Gnóstico – seguidor do gnosticismo.
Gnosticismo – sistema teológico e filosófico que se atribui um conhecimento sublime da natureza e dos atributos divinos.
Agnóstico – relativo ao agnosticismo.
Agnosticismo (1) – do grego “a”, sem; e “gnosis”, conhecimento; doutrina que declara o absoluto inacessível ao espírito humano e professa uma completa ignorância relativamente ao princípio e à essência de todos os fenómenos físicos e morais.

Hoje, os termos gnóstico ou agnóstico não são de uso comum, não fazem parte de nossa linguagem quotidiana. Normalmente os termos de pouco uso tem o risco de terem seu conceito deformado e desviado do seu real significado, sendo deturpado e mal compreendido com o passar do tempo, principalmente quando seu significado envolve conceitos que possam sustentar opiniões divergentes dos diversos interesses particulares de estruturas sociais ou filosóficas instituídas.

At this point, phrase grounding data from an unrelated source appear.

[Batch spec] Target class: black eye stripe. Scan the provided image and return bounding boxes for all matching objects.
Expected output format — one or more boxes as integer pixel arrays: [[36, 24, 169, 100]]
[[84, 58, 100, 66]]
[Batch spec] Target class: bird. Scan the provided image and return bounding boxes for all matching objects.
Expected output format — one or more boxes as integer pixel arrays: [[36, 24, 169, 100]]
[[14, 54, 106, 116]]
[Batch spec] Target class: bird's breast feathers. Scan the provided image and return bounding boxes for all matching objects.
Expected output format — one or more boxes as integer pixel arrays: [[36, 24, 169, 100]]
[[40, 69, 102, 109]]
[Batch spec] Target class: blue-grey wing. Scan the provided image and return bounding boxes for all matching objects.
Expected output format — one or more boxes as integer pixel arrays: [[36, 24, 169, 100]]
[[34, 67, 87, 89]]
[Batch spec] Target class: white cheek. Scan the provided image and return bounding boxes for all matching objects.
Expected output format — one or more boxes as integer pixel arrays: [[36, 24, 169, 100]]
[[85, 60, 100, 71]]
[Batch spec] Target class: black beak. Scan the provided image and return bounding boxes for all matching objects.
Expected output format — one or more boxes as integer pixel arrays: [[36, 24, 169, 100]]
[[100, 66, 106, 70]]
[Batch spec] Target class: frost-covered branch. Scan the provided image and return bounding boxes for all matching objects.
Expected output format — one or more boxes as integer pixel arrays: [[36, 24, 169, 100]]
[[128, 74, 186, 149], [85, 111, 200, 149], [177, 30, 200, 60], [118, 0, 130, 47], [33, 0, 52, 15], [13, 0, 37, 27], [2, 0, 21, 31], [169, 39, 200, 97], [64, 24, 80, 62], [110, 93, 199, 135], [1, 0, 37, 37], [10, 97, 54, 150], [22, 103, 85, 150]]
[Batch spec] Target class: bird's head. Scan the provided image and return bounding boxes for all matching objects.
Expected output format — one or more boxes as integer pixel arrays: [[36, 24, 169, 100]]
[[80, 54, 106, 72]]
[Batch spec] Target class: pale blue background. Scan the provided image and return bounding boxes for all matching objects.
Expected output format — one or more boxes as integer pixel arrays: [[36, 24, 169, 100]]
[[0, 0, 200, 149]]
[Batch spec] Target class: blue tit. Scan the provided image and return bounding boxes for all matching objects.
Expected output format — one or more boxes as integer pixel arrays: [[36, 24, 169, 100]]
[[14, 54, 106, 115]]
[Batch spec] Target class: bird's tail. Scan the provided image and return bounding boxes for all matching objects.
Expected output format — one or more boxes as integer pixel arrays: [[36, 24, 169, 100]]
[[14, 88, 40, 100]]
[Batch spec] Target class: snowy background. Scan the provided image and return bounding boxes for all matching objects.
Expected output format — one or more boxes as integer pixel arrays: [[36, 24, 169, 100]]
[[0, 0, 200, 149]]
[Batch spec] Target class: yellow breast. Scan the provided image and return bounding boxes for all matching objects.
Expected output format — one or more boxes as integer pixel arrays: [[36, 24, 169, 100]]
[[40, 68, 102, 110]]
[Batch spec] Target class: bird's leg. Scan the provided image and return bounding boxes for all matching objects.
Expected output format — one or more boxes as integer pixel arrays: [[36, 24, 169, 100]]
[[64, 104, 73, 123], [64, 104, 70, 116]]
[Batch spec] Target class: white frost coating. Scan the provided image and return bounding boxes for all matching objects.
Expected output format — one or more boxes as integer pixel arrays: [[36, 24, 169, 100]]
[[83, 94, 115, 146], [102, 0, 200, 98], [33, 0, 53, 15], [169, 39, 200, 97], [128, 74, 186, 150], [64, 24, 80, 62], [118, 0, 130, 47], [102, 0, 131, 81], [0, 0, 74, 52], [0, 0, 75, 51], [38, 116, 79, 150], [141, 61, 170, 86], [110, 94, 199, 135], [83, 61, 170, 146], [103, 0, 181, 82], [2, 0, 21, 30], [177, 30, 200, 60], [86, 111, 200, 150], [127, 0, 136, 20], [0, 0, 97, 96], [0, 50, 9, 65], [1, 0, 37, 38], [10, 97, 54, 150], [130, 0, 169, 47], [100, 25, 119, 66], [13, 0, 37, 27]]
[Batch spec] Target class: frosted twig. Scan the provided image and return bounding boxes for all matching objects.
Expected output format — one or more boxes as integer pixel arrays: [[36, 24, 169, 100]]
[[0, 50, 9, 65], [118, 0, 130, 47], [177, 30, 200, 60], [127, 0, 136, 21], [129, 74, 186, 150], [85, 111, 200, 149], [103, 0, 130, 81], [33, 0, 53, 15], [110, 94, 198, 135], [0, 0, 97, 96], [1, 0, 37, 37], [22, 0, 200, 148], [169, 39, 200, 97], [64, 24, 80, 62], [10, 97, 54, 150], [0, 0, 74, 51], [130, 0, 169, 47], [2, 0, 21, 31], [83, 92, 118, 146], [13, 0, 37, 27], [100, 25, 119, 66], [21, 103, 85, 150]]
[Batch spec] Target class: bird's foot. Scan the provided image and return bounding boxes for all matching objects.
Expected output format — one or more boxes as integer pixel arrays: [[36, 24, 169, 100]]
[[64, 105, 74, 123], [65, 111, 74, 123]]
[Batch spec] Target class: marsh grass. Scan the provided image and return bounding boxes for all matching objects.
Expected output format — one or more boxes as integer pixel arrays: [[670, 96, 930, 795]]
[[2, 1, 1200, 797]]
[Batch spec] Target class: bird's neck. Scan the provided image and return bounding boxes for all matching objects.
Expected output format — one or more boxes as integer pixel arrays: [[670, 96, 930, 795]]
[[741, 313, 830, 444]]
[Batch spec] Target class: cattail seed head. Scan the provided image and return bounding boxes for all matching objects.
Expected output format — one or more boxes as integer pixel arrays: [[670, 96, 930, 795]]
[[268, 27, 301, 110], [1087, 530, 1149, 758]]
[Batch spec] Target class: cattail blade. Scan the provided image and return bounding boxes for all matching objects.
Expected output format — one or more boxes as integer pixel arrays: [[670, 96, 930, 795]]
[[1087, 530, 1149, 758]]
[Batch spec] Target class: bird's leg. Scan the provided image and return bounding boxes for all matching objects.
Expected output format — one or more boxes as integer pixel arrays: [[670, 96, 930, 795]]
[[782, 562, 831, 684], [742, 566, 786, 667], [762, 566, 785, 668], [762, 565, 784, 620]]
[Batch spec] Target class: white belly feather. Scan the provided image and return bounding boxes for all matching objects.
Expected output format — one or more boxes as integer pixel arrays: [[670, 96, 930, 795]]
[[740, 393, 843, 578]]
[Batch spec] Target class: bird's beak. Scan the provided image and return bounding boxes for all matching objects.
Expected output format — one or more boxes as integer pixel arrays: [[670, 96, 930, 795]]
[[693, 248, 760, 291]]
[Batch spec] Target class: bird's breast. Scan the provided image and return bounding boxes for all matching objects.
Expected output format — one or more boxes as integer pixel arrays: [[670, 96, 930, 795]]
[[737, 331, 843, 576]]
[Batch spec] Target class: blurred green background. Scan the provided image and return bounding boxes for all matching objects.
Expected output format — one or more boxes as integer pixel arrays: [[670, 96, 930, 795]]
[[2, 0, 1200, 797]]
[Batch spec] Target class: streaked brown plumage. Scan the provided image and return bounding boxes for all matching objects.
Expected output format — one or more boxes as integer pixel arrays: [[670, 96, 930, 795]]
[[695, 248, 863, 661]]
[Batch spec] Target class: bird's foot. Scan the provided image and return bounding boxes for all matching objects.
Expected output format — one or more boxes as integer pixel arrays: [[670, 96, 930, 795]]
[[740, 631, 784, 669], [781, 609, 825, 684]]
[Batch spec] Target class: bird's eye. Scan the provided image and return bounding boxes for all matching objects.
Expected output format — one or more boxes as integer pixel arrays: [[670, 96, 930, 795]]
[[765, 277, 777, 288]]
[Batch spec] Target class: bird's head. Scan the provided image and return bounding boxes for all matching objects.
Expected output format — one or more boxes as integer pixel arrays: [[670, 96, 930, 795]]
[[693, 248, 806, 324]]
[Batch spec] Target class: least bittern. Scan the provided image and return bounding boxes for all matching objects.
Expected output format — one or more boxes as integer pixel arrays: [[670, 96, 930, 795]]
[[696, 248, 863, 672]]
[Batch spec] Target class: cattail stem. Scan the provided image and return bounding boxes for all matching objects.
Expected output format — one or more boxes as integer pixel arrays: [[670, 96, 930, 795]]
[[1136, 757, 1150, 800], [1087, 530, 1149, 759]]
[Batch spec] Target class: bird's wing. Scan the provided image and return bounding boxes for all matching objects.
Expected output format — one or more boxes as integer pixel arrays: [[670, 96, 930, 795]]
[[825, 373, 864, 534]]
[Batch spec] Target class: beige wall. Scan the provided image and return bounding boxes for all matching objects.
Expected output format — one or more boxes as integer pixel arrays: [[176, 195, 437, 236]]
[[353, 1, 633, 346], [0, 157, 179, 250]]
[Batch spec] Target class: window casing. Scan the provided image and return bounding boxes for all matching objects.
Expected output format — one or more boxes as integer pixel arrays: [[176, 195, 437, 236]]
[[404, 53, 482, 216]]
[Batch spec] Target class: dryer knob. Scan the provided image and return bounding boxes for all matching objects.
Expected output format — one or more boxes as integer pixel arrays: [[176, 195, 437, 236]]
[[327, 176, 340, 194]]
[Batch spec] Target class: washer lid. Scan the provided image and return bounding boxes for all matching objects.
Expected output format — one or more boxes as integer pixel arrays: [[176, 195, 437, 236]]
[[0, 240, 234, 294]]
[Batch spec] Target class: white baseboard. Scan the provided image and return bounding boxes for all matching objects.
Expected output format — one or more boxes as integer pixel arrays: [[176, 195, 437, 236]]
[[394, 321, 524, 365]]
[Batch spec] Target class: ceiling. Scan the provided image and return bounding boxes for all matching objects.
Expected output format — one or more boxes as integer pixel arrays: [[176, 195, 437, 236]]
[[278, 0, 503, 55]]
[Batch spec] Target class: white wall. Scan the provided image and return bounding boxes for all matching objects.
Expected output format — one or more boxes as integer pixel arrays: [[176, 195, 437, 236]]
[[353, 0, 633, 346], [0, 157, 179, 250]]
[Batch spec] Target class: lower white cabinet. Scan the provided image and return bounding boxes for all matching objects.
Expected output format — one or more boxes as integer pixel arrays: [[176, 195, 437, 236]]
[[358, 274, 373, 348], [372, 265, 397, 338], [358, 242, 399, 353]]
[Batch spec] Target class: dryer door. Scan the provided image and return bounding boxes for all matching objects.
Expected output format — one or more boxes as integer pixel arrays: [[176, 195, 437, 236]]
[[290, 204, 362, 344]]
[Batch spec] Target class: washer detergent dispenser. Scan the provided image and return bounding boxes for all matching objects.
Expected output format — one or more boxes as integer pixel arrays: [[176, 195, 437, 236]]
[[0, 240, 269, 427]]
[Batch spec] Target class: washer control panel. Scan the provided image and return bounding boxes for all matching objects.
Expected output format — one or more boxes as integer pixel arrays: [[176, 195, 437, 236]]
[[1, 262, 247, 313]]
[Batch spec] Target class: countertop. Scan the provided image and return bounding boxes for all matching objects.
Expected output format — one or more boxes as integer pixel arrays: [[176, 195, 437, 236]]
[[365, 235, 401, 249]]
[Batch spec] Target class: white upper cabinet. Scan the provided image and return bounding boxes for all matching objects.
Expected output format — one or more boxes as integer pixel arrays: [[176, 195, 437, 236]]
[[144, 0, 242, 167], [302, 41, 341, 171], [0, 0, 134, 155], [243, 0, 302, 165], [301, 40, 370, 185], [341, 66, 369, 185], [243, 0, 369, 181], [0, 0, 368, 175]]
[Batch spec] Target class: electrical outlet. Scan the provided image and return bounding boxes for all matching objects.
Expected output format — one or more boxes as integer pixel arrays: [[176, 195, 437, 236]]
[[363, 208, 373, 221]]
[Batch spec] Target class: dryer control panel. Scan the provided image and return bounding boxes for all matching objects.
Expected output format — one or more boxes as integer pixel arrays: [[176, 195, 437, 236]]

Observamos no dia-a-dia o uso de termos cujo conceito desconhecemos; repetimos e damos o crédito supondo que quem o utilizou nos deu uma base suficiente. Porém isso não é o bastante, pode ser enganoso e prejudicial, pois, podemos abraçar um conceito insuficiente e por vezes desvirtuado de seu sentido original. Mesmo nos dicionários verificamos mudanças que levam a uma má interpretação de seu sentido original pela acção do tempo e o famoso “uso e costumes”.

Temos ouvido falar em agnóstico como antónimo (2) de gnóstico. Literalmente, agnóstico, significa um desconhecedor ou ignorante, mas, em sentido figurativo descreve uma pessoa sem fé religiosa, que não obstante se ressente de ser chamada de ateísta.

Gnostikoi em grego indica aqueles que possuem a gnose ou o conhecimento. O gnóstico é o conhecedor e não o seguidor de alguém que pode ser um conhecedor.

Em suas origens, os gnósticos viveram durante os 3 e 4 primeiros séculos da era cristã. O gnosticismo tornou-se um sistema definido de pensamento com sua origem num passado remoto, acumulando ao longo do tempo conhecimento das mais diversas fontes se fundindo em um sistema único. Esse sincretismo (3) vem do antigo Egipto e com maior força da Pérsia (hoje Irão) como da Babilónia.

Eram ávidos escritores deixando vários textos em sua época, porém, dado suas ideias avançadas (como livre pensadores) e como não se submetiam a dogmas temporais, não eram estimados, pois ameaçavam, ou melhor, suas ideias incomodavam e punham em risco as instituições existentes, o que causou uma incansável perseguição e destruição de sua literatura (gnóstica), pelos queimadores de livros e caçadores de hereges da Igreja.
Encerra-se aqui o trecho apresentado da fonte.